Ennis had made his peace and really there was nothing left for him to do but resign himself to his fate. Take it like a man.
To pull the damn lever and be done with it. Cook the sonofabitch sitting in the chair Ennis stood beside.
The murderer sitting there adjacent, strapped into the death machine, apparently had made his peace too, and then some. He was regaling the rest of the guards with stories of his last meal of Salisbury steak, pearl onions and mustard greens and having a big time cutting up in general. No need for a Prevacid tonight, he’d be fricasseed before the reflux hit. He alone seemed immune to the pressure. The weight. An equanimity that only could be called, well, cold blooded. He was well past the point he thought he’d ever live to. Hell, he’d figured he wouldn’t survive the botched stickup that landed him in the damned chair where he sat. Those years on death row had been a bonus for him. Gravy on a Salisbury steak. He was ready for the next course.

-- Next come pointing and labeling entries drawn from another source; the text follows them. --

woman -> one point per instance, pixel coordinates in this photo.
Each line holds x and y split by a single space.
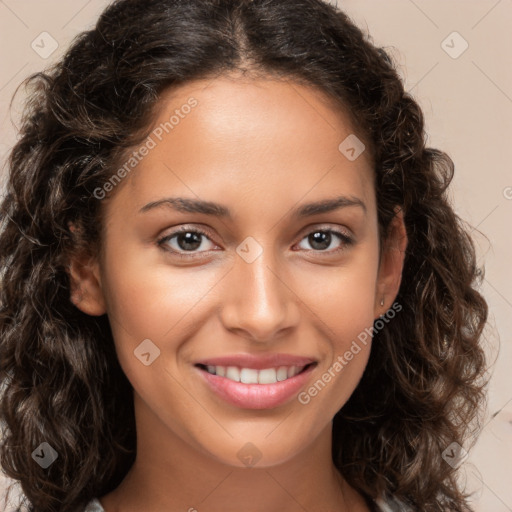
232 277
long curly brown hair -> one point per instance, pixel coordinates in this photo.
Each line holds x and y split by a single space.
424 385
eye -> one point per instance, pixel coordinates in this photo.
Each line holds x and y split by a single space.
185 240
322 239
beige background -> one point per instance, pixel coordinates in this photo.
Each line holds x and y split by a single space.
467 102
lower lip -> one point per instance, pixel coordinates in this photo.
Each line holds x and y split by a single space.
256 396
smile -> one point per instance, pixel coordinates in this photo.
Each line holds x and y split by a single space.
271 384
252 376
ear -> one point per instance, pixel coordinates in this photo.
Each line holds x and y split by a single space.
86 292
391 264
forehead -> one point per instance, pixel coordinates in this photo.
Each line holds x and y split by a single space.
233 138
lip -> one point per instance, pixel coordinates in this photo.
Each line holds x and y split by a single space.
256 362
256 396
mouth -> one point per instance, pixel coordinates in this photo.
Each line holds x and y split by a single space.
265 387
254 376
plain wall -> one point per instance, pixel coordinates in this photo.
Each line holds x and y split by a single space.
467 102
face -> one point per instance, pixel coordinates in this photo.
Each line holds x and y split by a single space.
246 276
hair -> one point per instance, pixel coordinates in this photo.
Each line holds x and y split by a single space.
61 382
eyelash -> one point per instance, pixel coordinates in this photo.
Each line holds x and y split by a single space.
343 237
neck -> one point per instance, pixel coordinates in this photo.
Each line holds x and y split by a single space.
171 474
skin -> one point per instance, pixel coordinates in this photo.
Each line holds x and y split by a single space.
260 147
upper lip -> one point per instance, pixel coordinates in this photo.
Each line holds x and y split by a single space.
257 362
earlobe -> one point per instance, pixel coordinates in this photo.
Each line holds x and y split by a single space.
391 265
86 292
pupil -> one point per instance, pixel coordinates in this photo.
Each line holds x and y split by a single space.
320 237
190 241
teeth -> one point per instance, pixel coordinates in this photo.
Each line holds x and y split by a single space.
251 376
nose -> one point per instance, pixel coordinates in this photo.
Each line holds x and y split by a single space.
259 302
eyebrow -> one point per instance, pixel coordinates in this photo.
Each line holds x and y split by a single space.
190 205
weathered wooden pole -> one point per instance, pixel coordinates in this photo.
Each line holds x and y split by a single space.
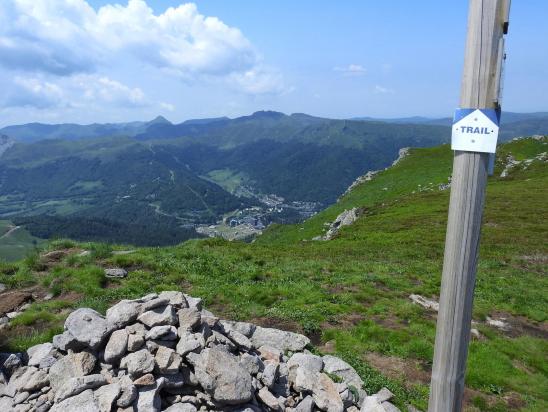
487 23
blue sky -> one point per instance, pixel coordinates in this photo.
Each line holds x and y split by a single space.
106 60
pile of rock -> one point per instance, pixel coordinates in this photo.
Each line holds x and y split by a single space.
346 218
164 352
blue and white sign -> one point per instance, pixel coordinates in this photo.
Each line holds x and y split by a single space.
475 130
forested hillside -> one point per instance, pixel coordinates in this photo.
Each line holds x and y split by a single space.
351 295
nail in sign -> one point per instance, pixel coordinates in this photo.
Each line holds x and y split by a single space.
475 130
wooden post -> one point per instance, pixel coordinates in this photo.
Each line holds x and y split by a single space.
487 22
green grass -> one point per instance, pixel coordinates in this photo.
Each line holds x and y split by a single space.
354 289
17 244
227 179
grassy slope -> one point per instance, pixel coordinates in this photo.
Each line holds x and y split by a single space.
17 244
353 290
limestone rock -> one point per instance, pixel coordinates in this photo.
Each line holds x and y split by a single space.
167 360
161 315
138 363
165 332
279 339
325 394
116 346
42 355
306 405
122 314
128 392
26 378
115 273
269 400
148 398
84 402
222 375
106 395
340 368
73 386
174 298
87 327
181 407
189 318
371 404
71 366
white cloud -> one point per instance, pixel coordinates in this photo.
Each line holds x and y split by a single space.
32 92
104 89
78 91
383 90
352 70
167 106
259 80
68 38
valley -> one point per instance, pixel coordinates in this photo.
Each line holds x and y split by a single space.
355 296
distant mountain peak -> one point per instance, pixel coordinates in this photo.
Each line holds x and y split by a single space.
268 114
159 120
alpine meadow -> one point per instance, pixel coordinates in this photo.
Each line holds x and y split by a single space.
301 227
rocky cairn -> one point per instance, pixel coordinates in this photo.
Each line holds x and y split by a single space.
164 352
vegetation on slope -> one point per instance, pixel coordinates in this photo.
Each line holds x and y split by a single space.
350 294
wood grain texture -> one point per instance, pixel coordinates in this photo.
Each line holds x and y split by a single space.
480 86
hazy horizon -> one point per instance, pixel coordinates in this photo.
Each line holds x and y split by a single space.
118 61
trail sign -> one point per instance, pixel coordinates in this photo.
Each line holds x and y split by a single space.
475 130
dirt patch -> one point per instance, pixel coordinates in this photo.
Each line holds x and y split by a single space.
277 323
537 258
336 289
70 296
512 400
410 370
327 347
57 255
315 336
10 301
343 321
520 326
389 322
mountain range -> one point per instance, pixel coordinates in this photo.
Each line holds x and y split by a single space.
152 182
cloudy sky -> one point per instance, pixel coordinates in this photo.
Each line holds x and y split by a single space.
115 60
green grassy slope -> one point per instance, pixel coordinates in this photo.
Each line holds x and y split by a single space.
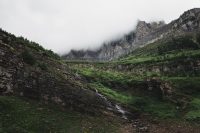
26 116
123 80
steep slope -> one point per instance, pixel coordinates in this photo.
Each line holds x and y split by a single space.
144 33
28 70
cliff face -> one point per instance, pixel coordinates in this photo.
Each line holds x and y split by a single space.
144 34
28 70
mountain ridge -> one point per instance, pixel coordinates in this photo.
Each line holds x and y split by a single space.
145 33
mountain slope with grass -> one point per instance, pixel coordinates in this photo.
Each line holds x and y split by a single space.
142 35
153 88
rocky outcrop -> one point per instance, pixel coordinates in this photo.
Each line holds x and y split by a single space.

Ennis was considerably less sanguine. Like the condemned man, this spark-up would be his first, and last. He’d decided that. The extra pay wasn’t worth it. He wouldn’t change places with the convict, but that conclusion hadn’t been reached by a landslide. Finally, Ennis did his job, breaking the tension, flickering the lights, and sending a crackling jolt of peace and relief to the killer. Both of them.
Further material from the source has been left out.